Wednesday, October 13, 2010
Sunday, October 10, 2010
A Day without Penguins...
...is like a day without Linux -- and vice versa. I just spent an entire day and two nights locked in the s/cr/AAPL Cupertino BSD operating system, also known as MacOSX, after my Linux install got ill all of a sudden. That's about the longest time I have spent inside the Mac OS in 2010. The OS X icon previews are nice. I always liked the right-click-on-finder-window-titlebar-to-view-folder-hierarchy-and-go-up-a-level feature that appeared around 8.5 or 9.1 or something and which lives on, although there are better ways of navigating in Nautilus or Dolphin. Everything else is about the same as Linux. The Mac OS is a little like being locked into a corporate headquarters overnight, I figure. It's a successful company, and looks nice, but it doesn't feel like home, more like being in a corporate cubicle. Linux is more like being in your own home of your own design, made from a variety of prefab elements. In this analogy, Windows is a FEMA trailer, full of toxic formaldehyde and requiring powerful fans and ventilation to prevent a nosebleed, and possible death.

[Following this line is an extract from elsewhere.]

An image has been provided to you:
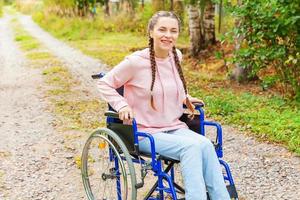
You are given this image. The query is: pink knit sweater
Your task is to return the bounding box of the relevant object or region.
[98,48,187,133]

I don't know what was wrong in Ubuntu, but there was some glitchy window behavior, and instead of logging out and back in, I chose to restart. I think there was a kernel update or something that cued me to restart, and this may have followed the glitchiness, meaning something was not installed correctly. EFI, or rather, rEFIt, was OK, GRUB was OK, but then some text scrolled by complaining of a flaky scsi drive and dropping me into a Busybox shell, where I initially had no idea what to do. After returning from the Mac side (and running Disk Utility over there), things were basically the same, but I got a few seconds farther to an Ubuntu Studio splash screen before being asked to Repair, Continue, do something else, or More information, before that crashed and dropped me back into the shell again. This time I chose to "fsck" which did a number of repairs to inodes and whatever and allowed me to reboot into a repaired Ubuntu Lucid. I ran Update Manager immediately, and noticed one update called dmsetup addressing some bad code which the update offers to "take out back and shoot it in the head." That sounded good, so I did that. I may never know, but that could have had something to do with my system suddenly flaking. The take-away, if there is one, is to go ahead and fsck the system, if you think that might help.